Molecular docking was performed to elucidate the binding mode of aromatase and its inhibitors. To this end, a total of twelve novel flavonoids, were docked to the aromatase binding site. Scrodinger software was used to prepare the molecules and to show the interaction of the compound in binding pocket of an aromatase enzyme results indicated that the X-ray crystallography conformer was nearly identical to the docked conformer by giving the result of docking in the form of docking score, glide score and free binding energy. Binding pose with the lowest docked energy belonging to the top-ranked cluster was selected as the final model for post-docking analysis and has been synthesized by a modified scheme of synthesis and will be evaluated for the in vitro and in vivo Anti-Breast cancer activity. Results obtained from Scrodinger provided pertinent information on the binding orientation of ligand-receptor interactions. Docking results for the designed flavonoids along with reference inhibitor (Fadrazole) (Figure 5) are summarized (Table 2) for the comparative purpose. On the basis of docking score, Glide g-score we concluded that all the novel flavonoid are having higher docking and G-score than Fadrazole and compound namely 3I2 due to hydroxy substitution is more effective against 3EQM receptor with docking score (-8.603) and G score (-8.954) as compared to the earlier reported inhibitor (Fadrazole) with docking score (-5.536) and G score (-5.879) followed by 3I3, 3I13. The docking analysis revealed that the top-ranked flavonoids 3I2, 3I3, 3I13 forms H-bond interaction between the hydroxy group and LEU 372 and ALA 306 amino acid residue of 3EQM receptor. Pi-Pi interaction is formed between imidazole ring and PHE 221 and ARG 115 amino acid residue of 3EQM. Hydrophobic interactions with the amino acid residues TRP 224, VAL 370, LEU 372, VAL 369, MET 374, VAL 373, PHE 134, ILE 133, PHE 221, LEU 477, and ILE 305 were observed (Figure 6).

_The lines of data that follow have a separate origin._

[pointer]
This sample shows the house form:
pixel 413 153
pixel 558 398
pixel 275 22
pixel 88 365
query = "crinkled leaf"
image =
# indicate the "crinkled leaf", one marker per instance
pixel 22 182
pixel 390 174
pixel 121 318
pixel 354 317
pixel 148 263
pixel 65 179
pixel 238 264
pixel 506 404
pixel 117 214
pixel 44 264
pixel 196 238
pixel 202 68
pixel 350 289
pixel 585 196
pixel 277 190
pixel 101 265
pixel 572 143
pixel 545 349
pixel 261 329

Compound Docking score (kcal/mole) Glide score (kcal/mole) Binding energy (kcal/mole)
3I2 -8.603 -8.954 98.01
3I3 -8.395 -8.746 108.826
3I4 -7.664 -8.0817 99.536
3I5 -6.588 -6.931 97.059
3I6 -8.063 -8.41 132.051
3I7 -7.163 -7.509 158.015
3I8 -7.355 -7.711 110.251
3I9 -7.283 -7.634 118.849
3I12 -7.429 -7.784 124.308
3I13 -8.032 -8.378 87.821
Fadrazole -5.536 -5.879 83.241

Table 2: Result of molecular docking simulation study


Figure 5: Docking and hydrogen bonding interaction of standard Fadrazole with 3EQM


Figure 6: Docking and hydrogen bonding interaction of 3I2 with 3EQM


The results of the present study clearly demonstrated that the molecular docking studies of designed flavonoids with aromatase enzyme exhibited binding interactions and warranted further studies needed for the development of potent aromatase inhibitors for the treatment of Breast cancer. These results clearly indicated that flavonoids have shown more binding sites and interactions with aromatase enzyme compared to the reference. These docking studies are actually an added advantage to screen the aromatase inhibition. Flavonoids may serve as useful leads in the development of clinically useful aromatase inhibitors. Further, investigations on the above compound need in vitro and in vivo studies to develop potential chemical entities for the prevention and treatment of Breast cancer.


The authors are thankful to the Head, Department of Pharmaceutical Sciences, Rashtrasant Tukadoji Maharaj Nagpur University, Nagpur, for providing necessary facilities and other technical supports during the preparation of this article.